I don’t remember Christmas last year. I’m pretty sure I was working, but I honestly don’t remember it at all. I remember scrambling trying to find a place to live. I remember the disappointment when it didn’t pan out. I remember packing up and then arriving in New Jersey. But I don’t remember Christmas at all.
A year later, quite a few things are different now, but I have to admit, it still doesn’t feel like Christmas. I don’t know where that “feeling” goes.
The past couple days, I’ve been feeling so down. For no good reason either. I swear, this depression thing has way too good of a grip over me. To be honest, it scares me.
I’ve been calling out to God, and they say He always hears you… but sometimes I really wonder if He does. And then I try to listen for Him and I hear nothing. And that makes me feel so broken.

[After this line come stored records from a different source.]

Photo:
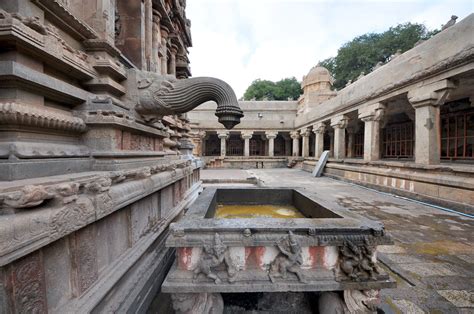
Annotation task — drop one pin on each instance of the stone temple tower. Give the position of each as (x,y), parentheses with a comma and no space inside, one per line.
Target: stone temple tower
(316,87)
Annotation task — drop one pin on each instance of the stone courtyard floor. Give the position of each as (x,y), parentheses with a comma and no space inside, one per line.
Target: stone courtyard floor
(432,259)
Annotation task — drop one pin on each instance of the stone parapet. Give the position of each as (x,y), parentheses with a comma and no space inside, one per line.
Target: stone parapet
(449,186)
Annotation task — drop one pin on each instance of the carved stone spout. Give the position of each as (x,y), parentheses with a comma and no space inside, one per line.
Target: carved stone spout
(165,95)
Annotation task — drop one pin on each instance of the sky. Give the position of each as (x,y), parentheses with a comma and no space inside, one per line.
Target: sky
(243,40)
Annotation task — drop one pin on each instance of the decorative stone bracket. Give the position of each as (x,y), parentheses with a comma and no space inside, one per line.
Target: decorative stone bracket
(434,94)
(375,112)
(339,122)
(158,96)
(319,128)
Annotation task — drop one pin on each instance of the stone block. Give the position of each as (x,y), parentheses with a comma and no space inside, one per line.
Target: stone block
(112,237)
(166,201)
(429,269)
(457,195)
(460,298)
(84,256)
(57,269)
(26,277)
(144,214)
(176,193)
(426,189)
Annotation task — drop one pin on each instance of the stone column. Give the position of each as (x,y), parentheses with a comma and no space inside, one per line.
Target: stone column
(305,133)
(426,101)
(350,142)
(246,135)
(156,42)
(372,116)
(295,135)
(223,135)
(339,125)
(148,33)
(164,50)
(271,135)
(318,130)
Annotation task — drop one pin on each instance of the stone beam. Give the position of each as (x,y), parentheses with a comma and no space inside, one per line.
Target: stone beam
(319,129)
(246,135)
(296,145)
(372,115)
(223,135)
(271,135)
(339,125)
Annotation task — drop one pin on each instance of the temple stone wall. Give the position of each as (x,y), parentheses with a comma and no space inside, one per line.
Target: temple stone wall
(89,186)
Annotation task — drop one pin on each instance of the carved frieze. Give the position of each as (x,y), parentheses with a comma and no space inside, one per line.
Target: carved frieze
(212,257)
(46,39)
(12,113)
(288,260)
(29,196)
(28,286)
(72,217)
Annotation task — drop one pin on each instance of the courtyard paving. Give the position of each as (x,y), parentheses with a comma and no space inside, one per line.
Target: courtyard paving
(432,259)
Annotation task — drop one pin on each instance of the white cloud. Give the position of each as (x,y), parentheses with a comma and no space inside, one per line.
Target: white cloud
(242,40)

I just want to stay inside under the covers every morning and stay unconscious. Just dream. I hate waking up. I hate going to work and pretending. I have it all down great — the pretending. The fake smiling, the acting like I’m a functional, competent worker when all I want to do is go home and get away. I can’t even explain the depression to anyone. Not only is it hard, but I don’t want to burden anyone. I talk to my sister about it, but I think it brings her down realizes how serious it is. She thinks she can just cheer me up. But that only works temporary. I talk to my love about it, but he doesn’t understand because I have all these blessings to be happy about. He thinks I shouldn’t complain… don’t sweat the small stuff. But it goes beyond that.
I guess I need help.
But for right now, I have to go to work. I have to put myself in yet another uncomfortable situation and just pretend my way through it until I get what I need for a story. The only thing keeping me going is knowing that I’ll get to pick up Justin from the airport in about 5 hours. I’ve missed him so much. And I get to see my family this weekend. I’m grateful for that too. Well let me get going. Obligation calls.